Crawl Budget: a practical guide for large platforms

Step-by-step crawl budget audit: log analysis, Google Search Console, sources of crawl waste (parametric URLs, facets, temporary pages), remediation measures, Sitemap index setup, rate limiting, KPIs, and a roadmap for Dev/SEO teams.

Crawl budget is the number of pages Googlebot is willing to crawl on your site within a given period. On small sites it is virtually unlimited. On platforms with millions of URLs it becomes a strategic resource: the bot wastes it on filters, pagination, empty templates and staging pages instead of crawling priority content. The result is delayed indexation of new products, weak catalogue coverage, and lost rankings.

Diagram: Googlebot distributes crawl budget between valuable URLs and budget-wasting pages — Where the crawl budget goes: valuable pages compete with filters, UTM parameters and pagination for the bot's attention.

Google officially distinguishes two concepts: crawl rate limit (how often the bot can visit without overloading the server) and crawl demand (how many pages Google wants to crawl based on their perceived value). Crawl budget is the intersection of these two factors. Optimisation yields real impact specifically on large platforms.

5–10×

Budget overspend

Typical ratio of crawled URLs to genuinely valuable pages on an unoptimised e-commerce platform

60–80%

Lost to duplicates

Share of budget consumed by parametric URLs and pagination when no mitigation is in place

2–4 wks

Indexation delay

Typical delay before a new SKU appears in the index when the budget is saturated

>50k

Problem threshold

Platforms with more than 50,000 URLs already feel the effects of crawl budget constraints

Step 1: collecting and analysing crawler logs

Web server logs are the primary source of truth about what Googlebot actually crawls. Log analysis reveals the real request frequency, which sections the bot ignores or gets stuck on, and what HTTP responses the server returns. Without logs, any optimisation is guesswork.

Extracting Googlebot requests from Nginx / Apache

BASH

# Filter only Googlebot requests from the last 7 days
grep 'Googlebot' /var/log/nginx/access.log \
  | awk '{print $7}' \
  | sort | uniq -c | sort -rn \
  | head -50

# HTTP status codes seen by Googlebot
grep 'Googlebot' /var/log/nginx/access.log \
  | awk '{print $9}' \
  | sort | uniq -c | sort -rn

# Top URLs returning 404 to Googlebot
grep 'Googlebot' /var/log/nginx/access.log \
  | awk '$9 == "404" {print $7}' \
  | sort | uniq -c | sort -rn | head -30

For structured analysis of large log volumes use dedicated tools: Screaming Frog Log File Analyser, Semrush Log Analyser, or an ELK stack (Elasticsearch + Kibana). They automatically group URLs by pattern and plot crawl rate over time.
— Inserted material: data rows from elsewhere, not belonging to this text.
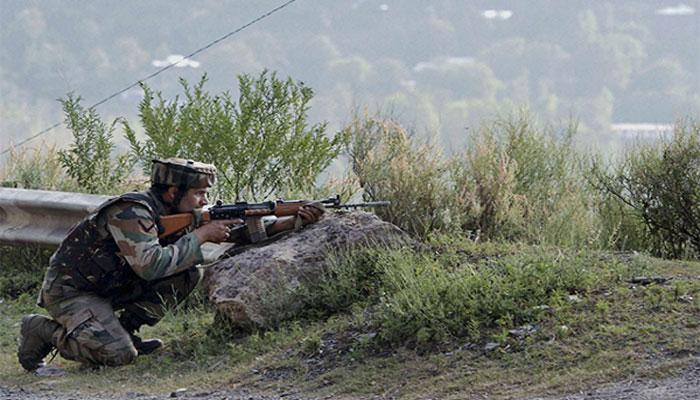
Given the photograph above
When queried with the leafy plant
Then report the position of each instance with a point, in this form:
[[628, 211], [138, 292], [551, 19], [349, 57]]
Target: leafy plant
[[262, 145], [660, 183], [89, 160]]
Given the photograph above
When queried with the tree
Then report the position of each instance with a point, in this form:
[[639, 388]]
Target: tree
[[261, 145], [88, 160]]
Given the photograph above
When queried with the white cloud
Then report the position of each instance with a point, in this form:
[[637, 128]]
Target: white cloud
[[497, 14], [681, 9], [181, 61], [442, 63]]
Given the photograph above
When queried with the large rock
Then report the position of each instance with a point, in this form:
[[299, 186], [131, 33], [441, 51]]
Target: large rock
[[255, 288]]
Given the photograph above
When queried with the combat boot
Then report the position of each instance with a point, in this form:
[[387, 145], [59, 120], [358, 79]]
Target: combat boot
[[35, 340], [147, 346]]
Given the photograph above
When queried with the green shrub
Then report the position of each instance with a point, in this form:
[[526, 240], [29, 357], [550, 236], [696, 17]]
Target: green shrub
[[514, 181], [390, 166], [262, 145], [22, 269], [36, 169], [412, 297], [519, 182], [659, 183], [88, 160]]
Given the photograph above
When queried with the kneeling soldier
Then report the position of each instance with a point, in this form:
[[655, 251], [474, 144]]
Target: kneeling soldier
[[112, 274]]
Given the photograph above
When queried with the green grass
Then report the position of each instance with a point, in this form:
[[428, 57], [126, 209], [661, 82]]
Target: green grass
[[613, 330]]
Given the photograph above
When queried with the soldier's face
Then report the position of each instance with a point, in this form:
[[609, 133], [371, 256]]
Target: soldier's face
[[193, 198]]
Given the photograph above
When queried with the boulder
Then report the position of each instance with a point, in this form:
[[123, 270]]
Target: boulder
[[253, 287]]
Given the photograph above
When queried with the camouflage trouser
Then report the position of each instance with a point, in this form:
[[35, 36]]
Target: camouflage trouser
[[93, 334]]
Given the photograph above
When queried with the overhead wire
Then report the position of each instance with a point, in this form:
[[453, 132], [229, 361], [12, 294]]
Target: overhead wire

Metric	What it shows	Target range
Crawl rate (req/day)	Crawl intensity — how many pages Googlebot requests per day	Platform-dependent; track the trend
Pages crawled/day	Unique URLs crawled per day — the primary crawl budget KPI	Should rise after optimisation
200 / (301+302) / 404 / 500 ratio	Share of each HTTP response type across all bot requests	200 > 90%; 404 < 5%; 500 ≈ 0%
% duplicate URLs in crawl	Share of parametric and duplicate URLs in the log	< 15% after optimisation
New pages / total crawled	Ratio of first-time crawls to repeat visits	Aim to increase the share of new pages

Step 2: Google Search Console and server response analysis

Google Search Console provides aggregated crawl data without requiring access to server logs. The Crawl Stats report is the key entry point. It shows the average daily request count, perceived page load speed, and distribution of response codes.
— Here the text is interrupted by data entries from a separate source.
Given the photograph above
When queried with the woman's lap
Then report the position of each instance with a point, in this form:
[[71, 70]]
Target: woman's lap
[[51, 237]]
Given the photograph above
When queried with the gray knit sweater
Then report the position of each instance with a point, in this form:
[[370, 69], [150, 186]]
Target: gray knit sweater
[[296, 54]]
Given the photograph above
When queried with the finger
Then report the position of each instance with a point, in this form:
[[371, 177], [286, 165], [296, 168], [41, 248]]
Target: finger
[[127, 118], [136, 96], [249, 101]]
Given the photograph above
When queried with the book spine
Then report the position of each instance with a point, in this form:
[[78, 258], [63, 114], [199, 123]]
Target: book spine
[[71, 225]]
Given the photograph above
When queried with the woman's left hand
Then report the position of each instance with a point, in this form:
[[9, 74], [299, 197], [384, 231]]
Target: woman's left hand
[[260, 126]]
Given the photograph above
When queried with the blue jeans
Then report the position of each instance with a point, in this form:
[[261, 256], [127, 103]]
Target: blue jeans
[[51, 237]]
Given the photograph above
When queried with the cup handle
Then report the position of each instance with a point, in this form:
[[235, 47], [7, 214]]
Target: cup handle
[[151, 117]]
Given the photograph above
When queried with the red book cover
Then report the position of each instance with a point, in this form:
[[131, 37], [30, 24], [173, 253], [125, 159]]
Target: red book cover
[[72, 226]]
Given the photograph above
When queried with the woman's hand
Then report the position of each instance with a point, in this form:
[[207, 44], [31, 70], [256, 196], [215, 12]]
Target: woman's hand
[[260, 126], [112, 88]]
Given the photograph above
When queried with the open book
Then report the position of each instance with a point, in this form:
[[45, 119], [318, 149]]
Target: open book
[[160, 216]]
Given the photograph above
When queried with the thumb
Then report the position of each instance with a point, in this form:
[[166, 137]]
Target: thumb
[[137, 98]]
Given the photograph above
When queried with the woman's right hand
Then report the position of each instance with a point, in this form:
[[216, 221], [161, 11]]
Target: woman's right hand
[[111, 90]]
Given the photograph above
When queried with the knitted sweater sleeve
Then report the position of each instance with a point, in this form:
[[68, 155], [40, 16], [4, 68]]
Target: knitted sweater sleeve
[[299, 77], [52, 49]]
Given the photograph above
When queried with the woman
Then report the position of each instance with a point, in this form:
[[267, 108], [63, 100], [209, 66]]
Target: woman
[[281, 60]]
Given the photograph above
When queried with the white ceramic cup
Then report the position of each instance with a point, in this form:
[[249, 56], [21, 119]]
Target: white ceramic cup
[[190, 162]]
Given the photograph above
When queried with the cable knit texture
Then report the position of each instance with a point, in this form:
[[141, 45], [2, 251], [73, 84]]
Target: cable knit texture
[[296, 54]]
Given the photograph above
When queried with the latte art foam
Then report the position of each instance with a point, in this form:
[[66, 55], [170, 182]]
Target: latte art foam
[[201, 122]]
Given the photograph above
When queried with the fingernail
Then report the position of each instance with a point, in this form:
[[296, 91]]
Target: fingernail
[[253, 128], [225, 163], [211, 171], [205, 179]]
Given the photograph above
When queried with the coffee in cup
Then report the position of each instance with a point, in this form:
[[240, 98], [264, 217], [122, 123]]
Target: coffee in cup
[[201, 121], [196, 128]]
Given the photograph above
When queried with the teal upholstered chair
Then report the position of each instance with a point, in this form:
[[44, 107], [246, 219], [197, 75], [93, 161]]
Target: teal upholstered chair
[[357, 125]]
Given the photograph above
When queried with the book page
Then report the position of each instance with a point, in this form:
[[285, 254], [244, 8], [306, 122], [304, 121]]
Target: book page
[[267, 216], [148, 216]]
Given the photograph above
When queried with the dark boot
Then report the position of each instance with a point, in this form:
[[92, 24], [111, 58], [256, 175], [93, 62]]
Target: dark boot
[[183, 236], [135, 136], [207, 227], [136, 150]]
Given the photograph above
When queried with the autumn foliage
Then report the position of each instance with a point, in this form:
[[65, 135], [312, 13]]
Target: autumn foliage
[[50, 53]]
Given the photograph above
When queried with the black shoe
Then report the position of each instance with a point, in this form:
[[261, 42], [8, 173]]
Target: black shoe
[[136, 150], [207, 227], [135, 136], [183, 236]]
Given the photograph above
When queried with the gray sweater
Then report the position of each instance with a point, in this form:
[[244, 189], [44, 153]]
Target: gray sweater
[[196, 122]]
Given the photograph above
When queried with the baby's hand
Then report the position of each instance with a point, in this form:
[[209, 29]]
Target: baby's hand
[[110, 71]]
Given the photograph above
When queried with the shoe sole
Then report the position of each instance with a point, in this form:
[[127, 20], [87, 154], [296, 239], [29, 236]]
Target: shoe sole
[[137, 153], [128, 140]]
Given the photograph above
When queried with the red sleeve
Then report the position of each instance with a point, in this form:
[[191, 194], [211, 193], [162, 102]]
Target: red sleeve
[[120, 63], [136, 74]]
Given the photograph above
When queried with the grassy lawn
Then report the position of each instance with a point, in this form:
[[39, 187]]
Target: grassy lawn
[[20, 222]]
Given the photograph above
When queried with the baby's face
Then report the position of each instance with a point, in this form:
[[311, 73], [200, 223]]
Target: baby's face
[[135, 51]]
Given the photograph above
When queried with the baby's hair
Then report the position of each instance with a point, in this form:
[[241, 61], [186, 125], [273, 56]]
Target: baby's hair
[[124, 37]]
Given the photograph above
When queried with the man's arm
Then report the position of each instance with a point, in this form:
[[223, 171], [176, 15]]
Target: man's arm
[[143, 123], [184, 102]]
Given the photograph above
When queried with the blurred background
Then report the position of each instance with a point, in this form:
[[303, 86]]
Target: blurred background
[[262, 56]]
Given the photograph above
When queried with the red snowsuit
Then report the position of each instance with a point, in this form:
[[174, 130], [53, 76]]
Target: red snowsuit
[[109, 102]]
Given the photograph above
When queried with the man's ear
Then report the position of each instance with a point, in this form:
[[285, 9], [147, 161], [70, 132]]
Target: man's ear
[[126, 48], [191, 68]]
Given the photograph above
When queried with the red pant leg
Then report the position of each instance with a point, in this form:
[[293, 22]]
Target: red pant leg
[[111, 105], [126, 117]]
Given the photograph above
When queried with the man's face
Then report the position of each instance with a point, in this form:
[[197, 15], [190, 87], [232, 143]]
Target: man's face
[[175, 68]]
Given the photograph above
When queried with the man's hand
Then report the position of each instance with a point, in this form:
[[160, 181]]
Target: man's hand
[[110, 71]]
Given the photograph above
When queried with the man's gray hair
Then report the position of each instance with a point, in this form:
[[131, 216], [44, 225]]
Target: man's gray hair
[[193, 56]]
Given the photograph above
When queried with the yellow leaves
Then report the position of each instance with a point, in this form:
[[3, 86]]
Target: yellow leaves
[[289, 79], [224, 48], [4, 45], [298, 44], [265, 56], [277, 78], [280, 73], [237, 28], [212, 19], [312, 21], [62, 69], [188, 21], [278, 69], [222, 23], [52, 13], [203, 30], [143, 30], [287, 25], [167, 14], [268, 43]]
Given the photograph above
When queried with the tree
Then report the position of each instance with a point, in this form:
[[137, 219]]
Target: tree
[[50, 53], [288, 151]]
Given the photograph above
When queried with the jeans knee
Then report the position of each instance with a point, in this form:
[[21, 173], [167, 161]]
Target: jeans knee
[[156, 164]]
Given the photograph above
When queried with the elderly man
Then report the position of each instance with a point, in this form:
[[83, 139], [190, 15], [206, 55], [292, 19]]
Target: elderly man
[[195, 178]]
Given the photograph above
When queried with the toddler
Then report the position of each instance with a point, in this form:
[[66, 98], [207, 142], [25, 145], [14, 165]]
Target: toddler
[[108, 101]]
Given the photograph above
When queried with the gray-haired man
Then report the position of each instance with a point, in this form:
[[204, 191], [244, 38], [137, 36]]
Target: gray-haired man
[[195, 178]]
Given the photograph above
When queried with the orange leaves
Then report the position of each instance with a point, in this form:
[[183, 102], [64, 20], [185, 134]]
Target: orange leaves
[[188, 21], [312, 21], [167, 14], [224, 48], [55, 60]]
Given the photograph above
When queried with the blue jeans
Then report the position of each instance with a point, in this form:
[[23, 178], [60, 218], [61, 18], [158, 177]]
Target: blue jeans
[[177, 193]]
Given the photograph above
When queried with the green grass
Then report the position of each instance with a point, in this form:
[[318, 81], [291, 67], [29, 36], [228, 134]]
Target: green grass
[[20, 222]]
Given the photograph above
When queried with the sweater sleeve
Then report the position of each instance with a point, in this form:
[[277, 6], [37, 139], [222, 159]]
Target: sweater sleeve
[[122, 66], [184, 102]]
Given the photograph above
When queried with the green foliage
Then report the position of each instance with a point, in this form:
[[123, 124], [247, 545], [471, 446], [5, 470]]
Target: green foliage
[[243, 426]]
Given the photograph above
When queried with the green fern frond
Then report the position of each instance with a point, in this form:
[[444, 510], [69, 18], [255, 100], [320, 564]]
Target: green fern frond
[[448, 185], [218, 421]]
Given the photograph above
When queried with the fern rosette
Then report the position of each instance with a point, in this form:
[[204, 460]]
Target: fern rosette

GSC → Settings → Crawl Stats: crawl request graph, breakdown by file type and response code. Look for 404/500 spikes and drops after deployments.
GSC → Indexing → Pages: number of indexed URLs vs. reasons for non-indexation. "Discovered — currently not indexed" is a direct crawl budget signal.
GSC → URL Inspection: manual status check for a specific page — when it was last crawled, what Googlebot saw.
GSC → Settings → Crawl Rate: you can throttle crawl rate if the bot is overloading the server. Normally not needed — only restrict when you have measurable performance problems.

"Discovered — currently not indexed" in GSC is the most direct signal of a crawl budget shortage. Google knows the pages exist (found via links or in the sitemap) but cannot crawl them in time. The immediate priority is freeing budget from junk URLs.

Sources of crawl budget waste

On a large platform the bot loses budget to six typical sources. Identify each in your logs and estimate the volume — this gives you the priority order for optimisation.

Crawl budget: how it's spent and how to save it — Comparison of wasted vs optimized crawl budget allocation.

Parametric URLs

?sort=price&filter=red&page=3 generates an exponential number of unique URLs with identical or near-identical content.

Infinite pagination

/catalog?page=N — thousands of URLs with diminishing value. The bot can endlessly crawl old catalogue pages.

Duplicate content

Identical pages on different URLs: /category/ and /category?utm_source=email, HTTP vs. HTTPS, www vs. non-www.

Temporary pages

Webinar landing pages, demo mockups, ?preview=1 pages, drafts — they appear and disappear but the bot keeps spending budget on them.

Empty templates

Category pages with no products, profiles with no content, auto-generated tag pages — low-quality content generated by the thousands.

Session parameters

?sessionid=abc123, ?token=xyz — unique URLs per session. Each such URL is a "new page" to the bot.

URL parameters and duplicates: remediation

Parametric URLs are the biggest source of waste on e-commerce platforms. There is no single silver bullet — the right solution depends on the nature of the parameter.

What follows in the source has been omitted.